Bundesministerin GEHRER betonte, dass die Anfragen gewissenhaft beantwortet wurden, wobei die konkreten Zahlen von den Bundesschulen stammten. Wenn es jedoch einmal das Bildungsdokumentationsgesetz geben werde, könne man auf bedeutend größeres Datenmaterial zurückgreifen, kündigte sie an. Die Ressortchefin wies darauf hin, dass schon jetzt die Ganztagsschule, wie es die SPÖ wünsche, eingeführt werden könne, und zwar wenn die Erziehungsberechtigten von mindestens zwei Dritteln der betroffenen Schüler und mindestens zwei Drittel der betroffenen Lehrer zustimmen. Auch gebe es bereits die gesetzliche Grundlage für jede Variation von Nachmittagsbetreuung, erläuterte Gehrer, und dies könne an jedem Standort gemacht werden. Dabei gehe es um keine ideologische Frage, unterstrich sie, sondern es handle sich um eine Frage der Notwendigkeit. Kinder brauchten Betreuung und liebevolle Fürsorge. Entweder seien die Eltern dazu imstande, dafür zu sorgen, oder, wenn das nicht möglich sei, solle dem Bedarf entsprechend das Angebot vor Ort geschaffen werden. Gehrer kündigte an, eine sehr genaue Untersuchung im Pflichtschulbereich durchführen zu lassen und sie garantierte, dass sie die notwendigen Ressourcen für die zusätzlichen Angebote zur Verfügung stelle.
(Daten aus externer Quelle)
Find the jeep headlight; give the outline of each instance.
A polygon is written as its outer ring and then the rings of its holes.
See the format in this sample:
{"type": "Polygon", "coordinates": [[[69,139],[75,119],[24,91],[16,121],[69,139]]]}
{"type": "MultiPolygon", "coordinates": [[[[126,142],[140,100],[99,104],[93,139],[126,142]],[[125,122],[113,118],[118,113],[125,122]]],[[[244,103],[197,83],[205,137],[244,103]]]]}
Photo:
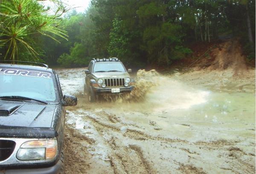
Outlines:
{"type": "Polygon", "coordinates": [[[125,79],[125,82],[126,82],[126,83],[130,83],[130,81],[131,81],[131,79],[129,78],[127,78],[125,79]]]}
{"type": "Polygon", "coordinates": [[[56,139],[29,141],[20,146],[17,157],[20,160],[50,160],[56,157],[57,151],[56,139]]]}
{"type": "Polygon", "coordinates": [[[98,84],[102,84],[103,83],[103,80],[102,78],[99,78],[98,80],[98,84]]]}

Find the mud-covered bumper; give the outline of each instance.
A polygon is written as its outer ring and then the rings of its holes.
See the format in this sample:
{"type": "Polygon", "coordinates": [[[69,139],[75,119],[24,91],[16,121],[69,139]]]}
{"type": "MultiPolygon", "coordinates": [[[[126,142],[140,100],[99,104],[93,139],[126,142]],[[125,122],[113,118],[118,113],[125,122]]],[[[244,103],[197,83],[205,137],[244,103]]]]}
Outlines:
{"type": "Polygon", "coordinates": [[[45,168],[21,168],[1,170],[0,174],[57,174],[59,172],[62,162],[59,160],[54,165],[45,168]]]}
{"type": "Polygon", "coordinates": [[[128,87],[106,87],[103,88],[102,87],[93,87],[93,90],[96,93],[112,93],[111,89],[112,88],[120,88],[120,93],[130,93],[131,92],[134,87],[134,86],[130,86],[128,87]]]}

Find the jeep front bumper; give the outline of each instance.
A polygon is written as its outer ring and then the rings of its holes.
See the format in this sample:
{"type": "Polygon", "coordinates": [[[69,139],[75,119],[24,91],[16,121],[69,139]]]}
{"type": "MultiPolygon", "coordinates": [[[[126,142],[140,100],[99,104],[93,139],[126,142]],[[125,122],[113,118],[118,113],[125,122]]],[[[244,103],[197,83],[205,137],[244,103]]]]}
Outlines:
{"type": "Polygon", "coordinates": [[[93,90],[96,93],[111,93],[113,94],[119,94],[123,93],[130,93],[131,92],[134,86],[130,86],[128,87],[105,87],[103,88],[100,87],[93,87],[93,90]],[[112,88],[119,88],[120,93],[112,93],[111,89],[112,88]]]}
Auch für Abgeordnete Dr. BRINEK (V) ging es nicht um eine ideologische Frage, sondern um die Wahlmöglichkeit der Eltern, Schüler und Lehrer, was durch das Schulorganisationsgesetz gewährleistet sei. In mehr als der Hälfte der AHS z.B. werde schon eine Nachmittagsbetreuung angeboten. Sie sei aber überzeugt davon, dass man in Zukunft noch viel Phantasie in die Nachmittagsbetreuung investieren wird und dass freie Raum- und Personalressourcen genützt werden müssten. Brinek war sicher, dass die Bürgermeister, die Gemeinden und die Landesschulräte sehr aktiv werden, weil sie Interesse daran haben, dass die Familien mit Kindern in den Gemeinden bleiben. Wenn die Erwerbstätigkeit der Frauen gesteigert werden soll, dann müssten kindgerechte Betreuungsangebote, familiengerechte Arbeitszeiten sowie das Recht auf Teilzeit bis zum Schuleintritt geschaffen werden.
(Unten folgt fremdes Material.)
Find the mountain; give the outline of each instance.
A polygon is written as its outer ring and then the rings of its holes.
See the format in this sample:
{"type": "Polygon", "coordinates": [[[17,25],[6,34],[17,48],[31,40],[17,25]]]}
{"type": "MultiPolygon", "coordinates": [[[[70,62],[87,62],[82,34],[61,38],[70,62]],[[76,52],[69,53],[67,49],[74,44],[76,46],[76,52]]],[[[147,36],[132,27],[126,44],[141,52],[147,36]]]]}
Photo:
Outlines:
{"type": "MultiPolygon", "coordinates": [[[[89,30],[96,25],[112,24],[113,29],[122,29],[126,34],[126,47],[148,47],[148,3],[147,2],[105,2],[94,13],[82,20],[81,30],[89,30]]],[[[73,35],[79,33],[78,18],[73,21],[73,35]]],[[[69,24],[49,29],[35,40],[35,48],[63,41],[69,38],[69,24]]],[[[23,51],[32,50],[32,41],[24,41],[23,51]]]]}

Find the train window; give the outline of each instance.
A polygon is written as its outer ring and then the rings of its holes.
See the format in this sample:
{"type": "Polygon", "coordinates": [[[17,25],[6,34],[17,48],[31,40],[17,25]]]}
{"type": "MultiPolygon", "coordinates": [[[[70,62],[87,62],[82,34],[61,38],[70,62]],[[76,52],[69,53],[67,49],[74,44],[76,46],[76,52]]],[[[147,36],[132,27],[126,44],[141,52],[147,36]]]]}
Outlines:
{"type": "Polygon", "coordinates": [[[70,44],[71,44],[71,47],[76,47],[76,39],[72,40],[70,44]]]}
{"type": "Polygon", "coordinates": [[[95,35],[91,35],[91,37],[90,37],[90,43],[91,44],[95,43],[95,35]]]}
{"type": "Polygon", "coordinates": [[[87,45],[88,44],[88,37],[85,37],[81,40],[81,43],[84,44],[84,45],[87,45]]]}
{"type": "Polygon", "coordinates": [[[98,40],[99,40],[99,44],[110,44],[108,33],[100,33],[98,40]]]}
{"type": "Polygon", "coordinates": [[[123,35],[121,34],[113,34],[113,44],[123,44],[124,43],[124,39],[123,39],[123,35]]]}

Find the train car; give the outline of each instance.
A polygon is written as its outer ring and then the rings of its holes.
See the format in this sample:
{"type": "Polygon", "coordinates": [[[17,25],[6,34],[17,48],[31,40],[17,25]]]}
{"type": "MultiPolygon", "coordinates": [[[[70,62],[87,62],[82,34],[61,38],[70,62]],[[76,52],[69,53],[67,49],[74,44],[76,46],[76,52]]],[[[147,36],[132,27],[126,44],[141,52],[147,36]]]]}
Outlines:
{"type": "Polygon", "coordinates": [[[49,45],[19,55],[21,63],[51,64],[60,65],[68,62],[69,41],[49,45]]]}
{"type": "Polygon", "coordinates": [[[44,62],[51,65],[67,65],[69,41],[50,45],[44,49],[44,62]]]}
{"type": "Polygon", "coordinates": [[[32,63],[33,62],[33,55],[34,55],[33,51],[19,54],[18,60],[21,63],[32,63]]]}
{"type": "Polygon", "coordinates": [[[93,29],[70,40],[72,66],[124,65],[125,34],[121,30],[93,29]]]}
Das österreichische Schulsystem mit seiner starken Gliederung verstärke den sozialen Segregationseffekt, gab Abgeordneter DDr. NIEDERWIESER (S) zu bedenken. Daraus müsste man im Sinne einer Chancengleichheit für alle Schüler die entsprechenden Konsequenzen ziehen, forderte er. Der Vorteil eines ganztägigen Schulsystems bestehe darin, dass man die Unterrichtsteile in einer pädagogisch sinnvollen Weise gliedern könne und dass die Schule als Lebens-, Lern- und Erfahrungsraum gestaltet werde.

Das Beste für unsere Kinder sei sicher nicht die verpflichtende Ganztagsschule, replizierte Abgeordnete ROSSMANN (F) auf die Wortmeldung ihres Vorredners. Die Freiheitlichen sprechen sich für eine freiwillige Ganztagsbetreuung aus, weil genügend Angebote vorhanden sein müssten. Es müsse zudem eine Betreuung sicher gestellt werden, die auch leistbar ist, forderte sie. Sie sei auch optimistisch, dass es in gemeinsamen Gesprächen gelingen wird, die zusätzlichen 10.000 Betreuungsplätze bis 2006 zustande zu bringen.

Abgeordneter BROSZ (G) machte darauf aufmerksam, dass die Chancengleichheit weniger davon abhänge, ob die Jugendlichen aus guten familiären Situationen kommen oder nicht, sondern davon, welche Schule sie besuchen. Bei dem Thema Ganztagsschulen gehe es nicht nur darum, zu betreuen, sondern um pädagogische Reformen. Das heiße dann auch, dass es über den Tag verteilt andere Unterrichtsmöglichkeiten geben soll und dass Erholungsphasen, Lernphasen und Projektunterricht ermöglicht werden. Er wolle jedoch nicht, dass diese Form nur auf 50 % der Schulen ausgedehnt wird, denn das würde die Segregation nur noch erhöhen; dies könne höchstens als Zwischenschritt angestrebt werden.